Raoult's Law can be expressed as: \(P_i = x_i P_i^*\) Where: - \(P_i\) is the partial pressure of component i in the vapor phase - \(x_i\) is the mole fraction of component i in the liquid phase - \(P_i^*\) is the vapor pressure of pure component i In this exercise, we denote benzene as component A and toluene as component B. Raoult's Law can then be applied to both components: For Benzene (component A): \(P_A = x_A P_A^*\) For Toluene (component B): \(P_B = x_B P_B^*\)

The total pressure of the vapor phase can be calculated by adding the partial pressures of its components, which are benzene and toluene: \(P_{total} = P_A + P_B\)

We are given the mole fraction of benzene in the vapor phase after condensing and waiting for equilibrium. We can calculate the mole fraction of toluene using the relationship: \(y_A + y_B = 1\) Where: - \(y_A\) is the mole fraction of benzene in the vapor phase - \(y_B\) is the mole fraction of toluene in the vapor phase We are given \(y_A = 0.714\). To calculate the mole fraction of toluene in the vapor phase: \(y_B = 1 - y_A = 1 - 0.714 = 0.286\)

We can use the mole fractions and Raoult's Law to calculate the total vapor pressure. For benzene: \(P_{A} = y_A P_{total}\) For toluene: \(P_{B} = y_B P_{total}\)
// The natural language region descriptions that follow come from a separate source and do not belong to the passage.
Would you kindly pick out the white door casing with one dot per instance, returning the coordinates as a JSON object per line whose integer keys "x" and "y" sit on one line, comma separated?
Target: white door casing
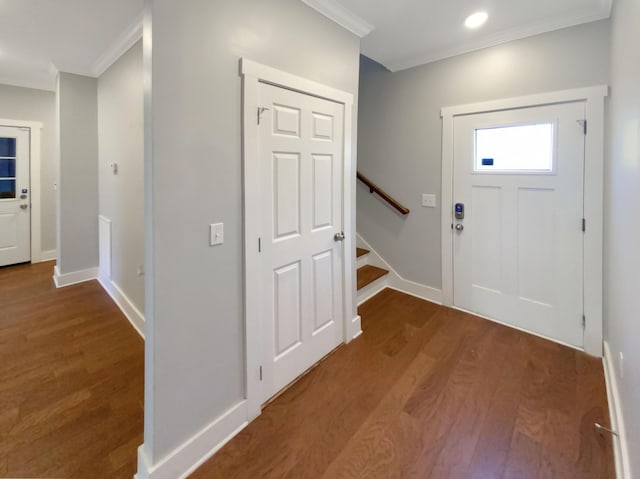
{"x": 254, "y": 75}
{"x": 301, "y": 144}
{"x": 518, "y": 258}
{"x": 593, "y": 195}
{"x": 15, "y": 196}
We can use the values for the vapor pressures of pure benzene and toluene and the given mole fractions of the vapor phase to solve for the mole fraction of benzene in the original solution: For benzene: \(0.714 P_{total} = x_A (750.0\, torr)\) For toluene: \(0.286 P_{total} = x_B (300.0\, torr)\) The total pressure can be expressed as the sum of \(0.714 P_{total}\) and \(0.286 P_{total}\): \(P_{total} = 0.714 P_{total} + 0.286 P_{total}\) Using the equations for benzene and toluene, we can solve the total pressure: \begin{align*} P_{total} &= x_A (750.0\, torr) + x_B (300.0\, torr) \\ P_{total} &= (x_A) (750.0\, torr) + (1-x_A) (300.0\, torr) \end{align*} Now we can substitute the known mole fraction of benzene in the vapor phase as: \begin{align*} 0.714 P_{total} &= x_A (750.0\, torr) \\ 0.714 (x_A (750.0\, torr) + (1-x_A) (300.0\, torr)) &= x_A (750.0\, torr) \end{align*} Now, we can solve for the mole fraction of benzene in the original solution: \(x_A = 0.464\) So the mole fraction of benzene in the original solution is 0.464.